According to Seforno, “walking with God” cannot possibly refer to isolation, but must absolutely refer to active involvement and genuine concern.

           The opening verse of Parashat Noach describes Noach as a “righteous man” who “walked with God” (“et ha-Elokim hit’halekh Noach”).  Seforno explains “walking with God” to mean, “He followed His ways, helping others and rebuking his contemporaries.”  As opposed to other commentators, who portray Noach as disengaged from his society and apathetic to the moral decline that characterized his generation, Seforno maintains that the Torah specifically describes Noach as a sensitive, engaged individual who treated others with kindness and made a sincere effort to influence them positively.  Seforno makes a similar comment earlier (5:24) in explaining the Torah’s description of Chanokh as “walking with God.”  There, too, Seforno explains this phrase as referring to kindness and an attempt to exert positive influence.

            Both these men, Noach and Chanokh, were eventually separated from the people of their time because of their exceptional piety.  Noach was protected from the floodwaters which ravaged his contemporaries by being secluded in an ark, and Chanokh, as Rashi explains, was taken to Gan Eden alive so he would not fall prey to the negative influences of the people of his time.  We might have assumed – and some sources indeed express this view – that Chanokh and Noach were permanently separated from their contemporaries specifically because they had chosen to separate themselves.  As righteous men living in a corrupt, sinful world, they chose disengagement and detachment, and God advanced this process further by extracting them permanently from the rest of the world.  This reading might seem consistent with the phrase “walk with God,” which could be understood to mean adhering to God to the exclusion of other people, distancing oneself from society for the purpose of clinging to spirituality.

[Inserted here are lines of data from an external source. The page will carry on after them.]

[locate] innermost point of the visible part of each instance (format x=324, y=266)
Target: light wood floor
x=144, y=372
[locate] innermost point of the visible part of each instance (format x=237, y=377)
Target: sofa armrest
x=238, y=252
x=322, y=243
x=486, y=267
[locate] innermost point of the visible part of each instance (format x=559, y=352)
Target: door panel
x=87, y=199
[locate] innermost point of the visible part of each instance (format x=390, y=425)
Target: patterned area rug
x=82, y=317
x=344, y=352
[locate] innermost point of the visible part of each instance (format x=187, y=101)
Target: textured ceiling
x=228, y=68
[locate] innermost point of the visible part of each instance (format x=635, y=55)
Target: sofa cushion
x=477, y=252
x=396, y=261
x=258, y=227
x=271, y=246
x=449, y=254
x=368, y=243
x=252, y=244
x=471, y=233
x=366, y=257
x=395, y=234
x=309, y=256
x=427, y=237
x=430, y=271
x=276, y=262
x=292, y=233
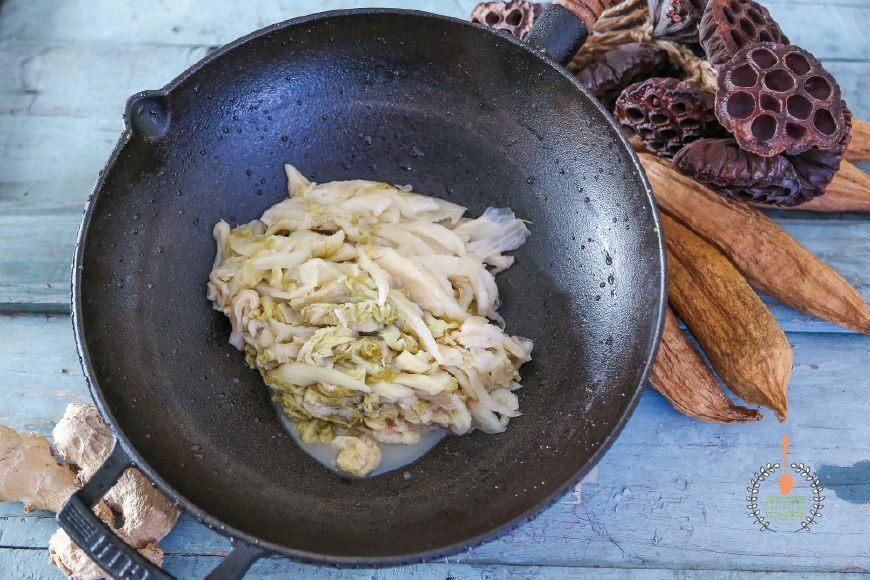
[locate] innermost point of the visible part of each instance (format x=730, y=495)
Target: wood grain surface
x=667, y=501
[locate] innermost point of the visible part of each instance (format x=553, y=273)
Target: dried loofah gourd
x=667, y=114
x=516, y=16
x=621, y=16
x=676, y=20
x=730, y=25
x=608, y=72
x=777, y=98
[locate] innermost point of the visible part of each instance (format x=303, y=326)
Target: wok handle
x=95, y=538
x=564, y=26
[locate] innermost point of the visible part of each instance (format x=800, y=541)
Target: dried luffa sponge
x=684, y=379
x=777, y=98
x=742, y=339
x=667, y=114
x=623, y=15
x=727, y=26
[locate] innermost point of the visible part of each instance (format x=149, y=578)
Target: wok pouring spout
x=564, y=26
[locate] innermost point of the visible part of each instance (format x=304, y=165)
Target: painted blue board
x=665, y=502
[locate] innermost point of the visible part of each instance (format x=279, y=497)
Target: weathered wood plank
x=65, y=79
x=829, y=29
x=38, y=246
x=33, y=565
x=669, y=494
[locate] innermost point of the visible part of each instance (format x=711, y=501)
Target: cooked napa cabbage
x=368, y=309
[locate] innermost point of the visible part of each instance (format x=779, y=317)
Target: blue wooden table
x=668, y=500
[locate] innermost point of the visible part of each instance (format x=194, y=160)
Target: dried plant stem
x=685, y=380
x=743, y=341
x=773, y=261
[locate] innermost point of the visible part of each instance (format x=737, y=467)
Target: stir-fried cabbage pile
x=367, y=308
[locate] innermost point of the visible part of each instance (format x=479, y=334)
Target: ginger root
x=29, y=473
x=82, y=438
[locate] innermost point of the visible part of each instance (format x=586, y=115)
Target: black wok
x=455, y=109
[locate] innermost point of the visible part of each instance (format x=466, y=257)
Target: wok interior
x=459, y=113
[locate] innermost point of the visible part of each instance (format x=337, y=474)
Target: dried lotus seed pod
x=516, y=16
x=730, y=25
x=783, y=180
x=777, y=98
x=667, y=114
x=676, y=20
x=608, y=72
x=724, y=167
x=816, y=167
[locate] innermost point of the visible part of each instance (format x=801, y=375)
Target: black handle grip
x=99, y=542
x=559, y=33
x=119, y=559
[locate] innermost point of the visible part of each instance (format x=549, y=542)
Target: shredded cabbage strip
x=368, y=310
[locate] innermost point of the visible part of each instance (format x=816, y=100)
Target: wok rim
x=213, y=523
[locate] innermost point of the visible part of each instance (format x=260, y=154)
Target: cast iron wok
x=454, y=109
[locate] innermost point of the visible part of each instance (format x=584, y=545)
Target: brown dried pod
x=516, y=16
x=676, y=20
x=777, y=98
x=684, y=379
x=667, y=114
x=608, y=72
x=773, y=261
x=727, y=26
x=742, y=339
x=724, y=167
x=624, y=15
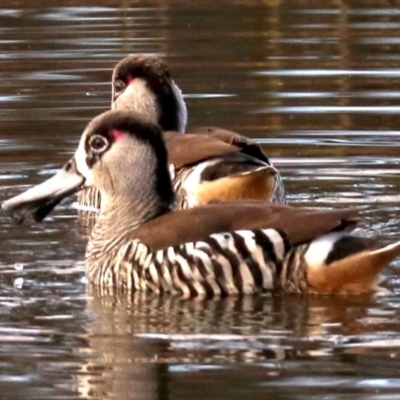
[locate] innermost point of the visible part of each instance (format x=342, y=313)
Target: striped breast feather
x=243, y=261
x=225, y=263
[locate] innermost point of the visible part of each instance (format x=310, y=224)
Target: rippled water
x=315, y=82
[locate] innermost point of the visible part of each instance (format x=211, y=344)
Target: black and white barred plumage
x=238, y=262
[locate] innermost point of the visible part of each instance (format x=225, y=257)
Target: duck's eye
x=98, y=143
x=119, y=85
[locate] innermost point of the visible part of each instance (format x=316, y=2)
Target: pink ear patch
x=117, y=135
x=131, y=79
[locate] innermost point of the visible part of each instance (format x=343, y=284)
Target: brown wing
x=245, y=144
x=187, y=149
x=300, y=224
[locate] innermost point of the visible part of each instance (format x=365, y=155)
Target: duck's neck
x=119, y=216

Seforno, however, apparently could not countenance such an interpretation.  In his view, “walking with God” can only mean adhering to the Almighty’s example of kindness, sensitivity and direct, intensive involvement in human affairs.  If a person clings to God, then he does what God does – he compassionately cares for other people and seeks to provide their needs.  Just as God descends, so-to-speak, to care for human beings, people who “walk with God” are those who – not despite their lofty stature of piety, but specifically because of their lofty stature of piety – are engaged with society and with people of all kinds in order to care for them and benefit the world.  According to Seforno, “walking with God” cannot possibly refer to isolation, but must absolutely refer to active involvement and genuine concern.